È stato quindi un vero piacere scoprire questo romanzo e poterlo recensire. La trama, prima di tutto, e pure la copertina, a mio avviso calzata a pennello.

Il romanzo si svolge parallelamente tra il 1890 e il 1990 a Whisperwood, una cittadina circondata dai boschi. Il protagonista, Nathan, figlio del sindaco, è un ragazzo come tanti che, però, una notte farà una scoperta sorprendente: Lola. Una ragazzina che vive nel vecchio cimitero abbandonato sul lago. A stupore si aggiunge costernazione quando apprende che la giovane è non-viva. Non morta ma nemmeno viva: si trova in un limbo, sospesa tra l’al di qua e l’al di là. Ma non c’è solo quel mistero ad aleggiare su Whisperwood: di notte feroci animali attaccano e uccidono i malcapitati che si avventurano fuori casa, e lo stesso William Morris, padre di Nathan, sembra impelagato in una maledizione che dura secoli. E chi è davvero Rosie Maud, una vecchia in apparenza stramba che, da bambina, ha vegliato sulla bara di Lola?

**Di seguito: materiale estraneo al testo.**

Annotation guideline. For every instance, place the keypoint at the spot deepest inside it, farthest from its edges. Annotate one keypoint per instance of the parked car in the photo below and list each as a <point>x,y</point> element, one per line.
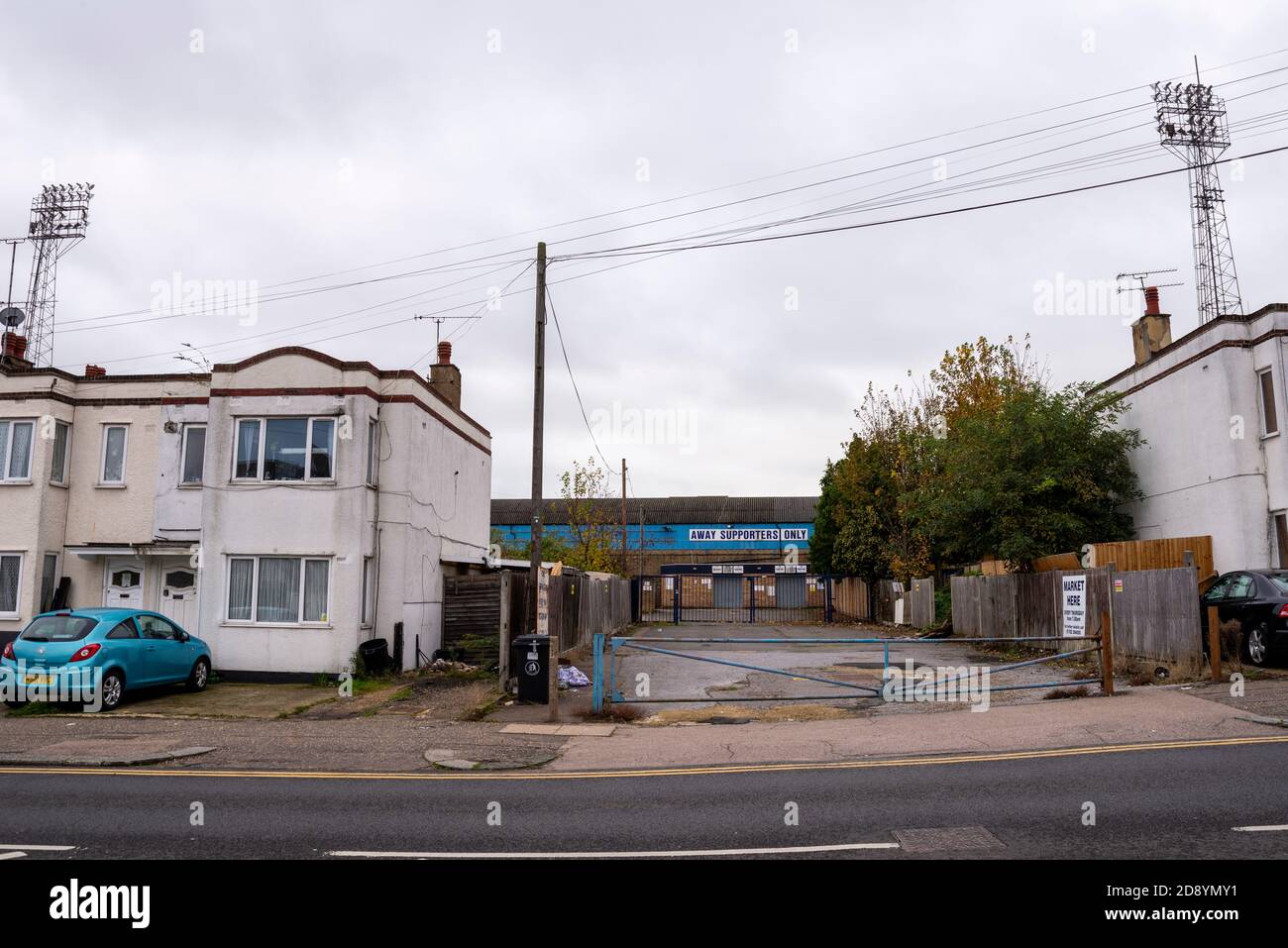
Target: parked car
<point>1257,599</point>
<point>132,648</point>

In quello stesso istante, Nathan seppe cosa fosse un eroe: non una figura epica che correva incontro al suo destino brandendo una spada invincibile, ma un uomo come mille altri, con un grande amore da proteggere.

Oltre all’originalità della trama, ciò che ho apprezzato di più di questo romanzo è stato lo stile molto lirico, poetico, pieno di immagini molto evocative che mi hanno permesso di immergermi appieno in un’atmosfera cupa e gotica.

L’utilizzo di paragoni, metafore e altre figure retoriche è un’arma a doppio taglio, poiché a volte si rischiano immagini pittoresche se non vere e proprie “macchiette” il cui risultato è l’esatto opposto di quello previsto.

Non è il caso di questo romanzo, e l’autrice è riuscita a esprimere attraverso la sua penna tutte le emozioni di ogni personaggio.

L’accenno fiabesco, con statue di pietra che prendono vita, animali di pezza diabolici e donne-corvo mi hanno ricordato molto i film di Tim Burton, mentre l’uso di immagini evocative, pur non dell’orrore, hanno vaghi accenni a Lovecraft.

“Mi dispiace che tu sia morta. Ti ho vista nella bara. Io e la mamma ti abbiamo accompagnata fin laggiù. Purtroppo non sappiamo dove sia tua madre, in città non si è più vista” disse Maud. “Lola. Il mondo è sbagliato, per quelle come noi.”

“Perché?” chiese Lola. “Cosa siamo, noi?”

La storia è quasi come se fosse metafora dell’umanità egoista e della filosofia orientale che tutto ritorna: le nostre colpe, prima o poi, verranno pagate. Se non da noi, da chi verrà dopo.